When using loglogisticsurv, the response must be created using inla_surv():

from pyinla import inla_surv

# Create survival response (event=1 observed, event=0 right-censored)
y_surv = inla_surv(time=df["time"], event=df["event"])
result = pyinla(model={'response': y_surv, 'fixed': ['1', 'x']},
                family="loglogisticsurv", data=df)

inla_surv supports the following censoring types:

  • Right censoring: the event has not occurred by the end of observation; only a lower bound on the survival time is known.
  • Left censoring: the event occurred before observation began; only an upper bound is known.
  • Interval censoring: the event is known to have occurred within a known time interval.

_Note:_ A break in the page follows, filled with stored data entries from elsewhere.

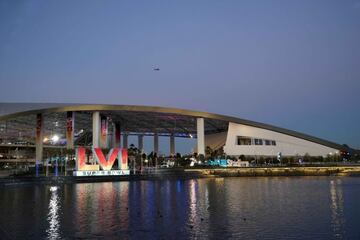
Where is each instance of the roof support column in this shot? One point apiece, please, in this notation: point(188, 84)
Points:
point(172, 144)
point(39, 141)
point(70, 121)
point(141, 143)
point(200, 136)
point(96, 129)
point(156, 143)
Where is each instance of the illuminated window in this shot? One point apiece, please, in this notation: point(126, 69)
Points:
point(243, 141)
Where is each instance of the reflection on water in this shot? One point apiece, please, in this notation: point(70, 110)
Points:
point(220, 208)
point(337, 208)
point(53, 215)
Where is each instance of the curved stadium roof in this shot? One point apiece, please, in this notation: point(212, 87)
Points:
point(139, 119)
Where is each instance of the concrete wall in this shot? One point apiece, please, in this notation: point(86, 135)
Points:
point(216, 140)
point(287, 145)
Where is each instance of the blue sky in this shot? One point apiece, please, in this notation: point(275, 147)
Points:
point(293, 64)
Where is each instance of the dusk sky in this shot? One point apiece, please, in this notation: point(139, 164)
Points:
point(293, 64)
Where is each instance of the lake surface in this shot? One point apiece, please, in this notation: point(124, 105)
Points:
point(220, 208)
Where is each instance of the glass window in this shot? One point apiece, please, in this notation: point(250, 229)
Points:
point(244, 141)
point(258, 141)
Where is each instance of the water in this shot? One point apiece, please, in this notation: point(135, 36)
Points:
point(221, 208)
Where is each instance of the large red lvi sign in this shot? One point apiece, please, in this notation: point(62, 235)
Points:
point(105, 163)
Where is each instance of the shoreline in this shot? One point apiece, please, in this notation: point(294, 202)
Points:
point(184, 174)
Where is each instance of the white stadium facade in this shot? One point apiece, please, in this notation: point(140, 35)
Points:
point(25, 125)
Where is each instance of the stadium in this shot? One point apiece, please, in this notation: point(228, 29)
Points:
point(29, 131)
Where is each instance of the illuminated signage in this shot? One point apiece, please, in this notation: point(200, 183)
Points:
point(104, 163)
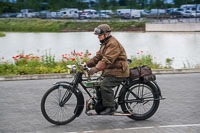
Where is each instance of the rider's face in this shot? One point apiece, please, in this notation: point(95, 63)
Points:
point(101, 37)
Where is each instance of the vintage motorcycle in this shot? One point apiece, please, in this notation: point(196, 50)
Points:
point(61, 104)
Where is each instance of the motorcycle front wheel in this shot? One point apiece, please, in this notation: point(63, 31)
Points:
point(58, 105)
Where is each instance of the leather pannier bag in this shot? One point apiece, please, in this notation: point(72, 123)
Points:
point(143, 72)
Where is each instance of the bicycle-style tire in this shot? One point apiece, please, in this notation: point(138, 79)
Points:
point(50, 105)
point(146, 106)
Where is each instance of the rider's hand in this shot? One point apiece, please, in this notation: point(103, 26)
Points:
point(92, 71)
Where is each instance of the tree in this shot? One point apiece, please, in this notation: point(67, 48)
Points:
point(103, 4)
point(122, 2)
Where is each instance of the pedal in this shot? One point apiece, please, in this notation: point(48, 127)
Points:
point(122, 114)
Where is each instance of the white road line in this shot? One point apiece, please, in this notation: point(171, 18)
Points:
point(136, 128)
point(186, 125)
point(139, 128)
point(88, 131)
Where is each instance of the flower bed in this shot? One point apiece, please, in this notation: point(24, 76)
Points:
point(31, 64)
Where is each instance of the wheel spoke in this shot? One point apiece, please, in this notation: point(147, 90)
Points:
point(54, 111)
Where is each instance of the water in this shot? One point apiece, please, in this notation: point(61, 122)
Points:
point(184, 47)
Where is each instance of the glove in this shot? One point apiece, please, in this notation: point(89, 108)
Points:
point(92, 71)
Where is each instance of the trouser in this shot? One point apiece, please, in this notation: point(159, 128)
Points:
point(107, 94)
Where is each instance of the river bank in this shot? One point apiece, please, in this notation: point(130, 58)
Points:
point(64, 75)
point(44, 25)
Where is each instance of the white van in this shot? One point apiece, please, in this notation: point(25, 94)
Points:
point(69, 13)
point(136, 13)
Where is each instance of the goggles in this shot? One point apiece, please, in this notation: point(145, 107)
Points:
point(98, 31)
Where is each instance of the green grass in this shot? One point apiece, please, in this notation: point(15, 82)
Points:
point(2, 34)
point(42, 25)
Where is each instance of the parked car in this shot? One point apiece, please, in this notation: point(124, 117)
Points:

Survival-only Hyperparameters (cure model)

In addition to the shape alpha (which both forms share), loglogisticsurv exposes 10 cure-model regression coefficients beta1, ..., beta10 (positional aliases theta2, ..., theta11). The default priors are \(\text{Normal}(-4, 100)\) on beta1 (initial \(-5\)) and \(\text{Normal}(0, 100)\) on beta2, ..., beta10 (initial \(0\)). These are only active when a cure structure is configured; most survival users leave them at the defaults and configure only the alpha slot.

Specification

  • family="loglogistic" for regression models

  • family="loglogisticsurv" for survival models with censoring

  • Required arguments:

    • For regression: \(\pmb{y}\) where \(y_i > 0\).

    • For survival: inla_surv(time, event) object.

  • Optional: variant (0 or 1, default = 0).

Notes

  • The Log-Logistic distribution has heavier tails than the log-normal, making it useful for modeling survival times with hazard rates that increase initially and then decrease.
  • Two variant parameterizations are available (variant=0 or variant=1), choose the one that matches your data generation process.
  • The survival model (loglogisticsurv) supports right censored, left censored, and interval censored data through the inla_surv object.
  • If observed times are very large, consider scaling them to avoid numerical overflow issues.
  • The hazard function of the log-logistic is non-monotonic when \(\alpha > 1\), first increasing and then decreasing.